Wednesday, July 31, 2013

Dropping Out: A Students Perspective

The following blog is an installment in the DCAYA “School Climate” series. We asked experts, community members, and youth to write about the variables affecting school climate. Guest blogger Precious, a DC public school graduate writes about her high school experience and the struggles she faced to make it to gradation day.

Growing up I was raised by my mother, a single parent, and she tried her best to support me, my brother, and my cousin. In my house attending school was expected, but to me it wasn't mandatory because my mother worked from 7 a.m. to 3:30 p.m., the same hours as school. High school was the hardest for me because I had to get up early and catch two to three buses just to get to school. In my 9th grade year it seemed like every student in Spingarn Senior High school was in the hallways smoking, fighting, and just skipping class. I was a part of the skipping class club because all my friends were in the hallways hanging out. I never liked going to class because the teachers were boring and the classes were empty. So instead, I tagged along with my friends.

The principal didn't really care, she allowed the students to do whatever they wanted. Students jumped other students and went inside teachers’ classrooms and stole laptops and the principal did not suspend them. Violence between gangs took place and a gun was shot in the hallways of my school. At that point my best friend Jessica and I stopped attending school all together. We would go over to our friend’s house and just hang out and watch television. We did not care about getting an education because at that time our social lives were more important. Four months went by and we were still doing the same thing everyday.

One day, the school called Jessica's mother to let her know we were tardy and we told her we had been going to school. Jessica's mother believed us and the next day we decided we had better return to school. The first day back I asked all my teachers if I was failing. In 50% of my classes I received an “F” and the other 50% I received a “D.” At that point I was afraid of failing because I had not been to school and I was pretty sure that I was not going to be able to raise my grades by passing finals. I did not learn my lesson and started skipping class again. A month passed and I found out that Jessica and I had to attend summer school.

I was angry, not because I had to go to summer school, but because I had to spend my entire summer doing work that I could have done during the school year. The most frustrating part was that one of the classes I had to take in summer school was music. “Who goes to summer school for music?” was all I could think. I should have taken my classes more seriously. At that moment, I told myself that I would do whatever had to be done to pass summer school.

Three weeks went by and Jessica was kicked out of summer school for missing too many days. I was so scared because all I had was Jessica, we were like two peas in a pod. After a day of thinking, I decided that this is my future and if I wanted to pass the 9th grade then I had to finish summer school. I passed summer school and started my 10th grade year.

I realized I had to change who I was to succeed in life. I had to leave the old 9th grade Precious behind and make a fresh start. That's what I did, I started passing all my classes and going to school everyday. Education was the key to my success and I wanted to go to college.

I looked up to my cousin, Rashad, who graduated from high school and attended college. I felt that if he could graduate, then maybe I could too because we both came from the same background.

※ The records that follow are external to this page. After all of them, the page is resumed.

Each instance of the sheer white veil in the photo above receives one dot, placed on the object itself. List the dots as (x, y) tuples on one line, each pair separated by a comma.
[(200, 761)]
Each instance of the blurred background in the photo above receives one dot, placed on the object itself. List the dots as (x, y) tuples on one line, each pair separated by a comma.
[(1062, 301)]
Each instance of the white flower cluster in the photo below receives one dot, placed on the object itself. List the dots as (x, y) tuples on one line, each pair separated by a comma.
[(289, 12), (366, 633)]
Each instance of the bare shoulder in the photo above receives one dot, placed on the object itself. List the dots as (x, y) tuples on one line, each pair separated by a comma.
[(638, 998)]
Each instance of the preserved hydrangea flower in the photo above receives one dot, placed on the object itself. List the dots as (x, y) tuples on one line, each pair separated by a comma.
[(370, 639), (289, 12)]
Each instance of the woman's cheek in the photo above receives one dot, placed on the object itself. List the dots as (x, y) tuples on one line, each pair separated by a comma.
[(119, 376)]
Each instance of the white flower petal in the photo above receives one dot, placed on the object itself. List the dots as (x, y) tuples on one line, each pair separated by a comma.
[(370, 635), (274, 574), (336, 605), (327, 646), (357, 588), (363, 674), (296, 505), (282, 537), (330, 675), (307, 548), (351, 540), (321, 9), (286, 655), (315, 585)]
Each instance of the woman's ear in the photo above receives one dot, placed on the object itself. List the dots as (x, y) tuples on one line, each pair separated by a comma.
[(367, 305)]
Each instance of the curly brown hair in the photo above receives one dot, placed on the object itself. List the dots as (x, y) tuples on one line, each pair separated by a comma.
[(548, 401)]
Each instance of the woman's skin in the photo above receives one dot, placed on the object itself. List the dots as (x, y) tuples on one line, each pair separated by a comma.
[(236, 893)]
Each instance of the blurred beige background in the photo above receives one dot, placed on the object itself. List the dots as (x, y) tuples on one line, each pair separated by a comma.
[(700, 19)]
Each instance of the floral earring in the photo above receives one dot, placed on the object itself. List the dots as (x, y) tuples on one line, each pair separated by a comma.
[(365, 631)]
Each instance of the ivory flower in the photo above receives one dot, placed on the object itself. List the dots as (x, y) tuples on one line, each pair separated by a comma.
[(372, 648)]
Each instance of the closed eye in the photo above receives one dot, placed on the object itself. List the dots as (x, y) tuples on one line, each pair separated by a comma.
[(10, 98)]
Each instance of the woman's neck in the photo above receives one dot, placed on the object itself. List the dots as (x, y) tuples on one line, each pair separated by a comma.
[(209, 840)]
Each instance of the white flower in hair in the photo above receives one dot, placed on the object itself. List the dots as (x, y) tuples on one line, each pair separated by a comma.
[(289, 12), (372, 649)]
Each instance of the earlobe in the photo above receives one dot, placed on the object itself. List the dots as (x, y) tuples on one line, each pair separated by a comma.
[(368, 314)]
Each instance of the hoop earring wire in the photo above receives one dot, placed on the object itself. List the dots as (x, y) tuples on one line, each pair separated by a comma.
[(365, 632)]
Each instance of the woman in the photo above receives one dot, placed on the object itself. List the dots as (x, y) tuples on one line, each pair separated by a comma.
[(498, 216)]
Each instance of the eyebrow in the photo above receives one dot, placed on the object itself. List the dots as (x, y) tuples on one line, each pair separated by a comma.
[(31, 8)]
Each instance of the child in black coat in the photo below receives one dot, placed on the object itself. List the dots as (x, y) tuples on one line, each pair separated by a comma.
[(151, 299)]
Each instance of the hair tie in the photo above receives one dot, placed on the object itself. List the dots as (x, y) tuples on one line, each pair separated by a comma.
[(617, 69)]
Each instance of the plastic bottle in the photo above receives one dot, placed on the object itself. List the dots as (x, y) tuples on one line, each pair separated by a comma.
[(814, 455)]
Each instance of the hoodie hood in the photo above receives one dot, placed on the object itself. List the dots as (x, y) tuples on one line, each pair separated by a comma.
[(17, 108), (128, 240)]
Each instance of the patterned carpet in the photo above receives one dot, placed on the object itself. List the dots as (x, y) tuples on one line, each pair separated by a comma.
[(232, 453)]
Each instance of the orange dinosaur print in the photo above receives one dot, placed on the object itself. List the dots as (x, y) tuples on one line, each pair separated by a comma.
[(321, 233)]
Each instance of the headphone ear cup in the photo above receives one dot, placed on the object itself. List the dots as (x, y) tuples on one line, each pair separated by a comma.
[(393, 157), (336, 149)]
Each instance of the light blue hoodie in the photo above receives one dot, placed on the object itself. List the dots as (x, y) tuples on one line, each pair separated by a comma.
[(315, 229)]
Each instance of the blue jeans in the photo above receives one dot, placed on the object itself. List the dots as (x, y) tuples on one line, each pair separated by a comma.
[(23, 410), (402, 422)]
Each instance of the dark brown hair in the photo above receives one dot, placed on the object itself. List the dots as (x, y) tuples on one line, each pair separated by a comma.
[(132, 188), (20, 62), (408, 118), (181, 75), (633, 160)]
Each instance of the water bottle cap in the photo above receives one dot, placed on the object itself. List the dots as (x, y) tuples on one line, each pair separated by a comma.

Things were different for Jessica, she decided to drop out of school. She claimed the school was too far, the teachers did not know how to teach and she was above everybody else in the classroom so she never learned anything new. I told Jessica that was no reason for her to drop out but instead she stayed home and slept all day. Unlike Jessica, I had to go to school because that was the only way that I could apply for college and dropping out was not an option.

After working hard for two years, I made it to my senior year. I was nervous and excited. During my senior year I was given the opportunity to become an intern with Urban Alliance. Urban Alliance placed me at the lovely Sitar Arts Center where students and family can come to a comfortable and safe place to share their creativity. I worked at Sitar and took two classes in digital arts and photography. For me to keep my internship with Urban Alliance I had to maintain a grade point average of 2.0 and graduate from high school. I wanted to keep my internship at Sitar so I worked hard.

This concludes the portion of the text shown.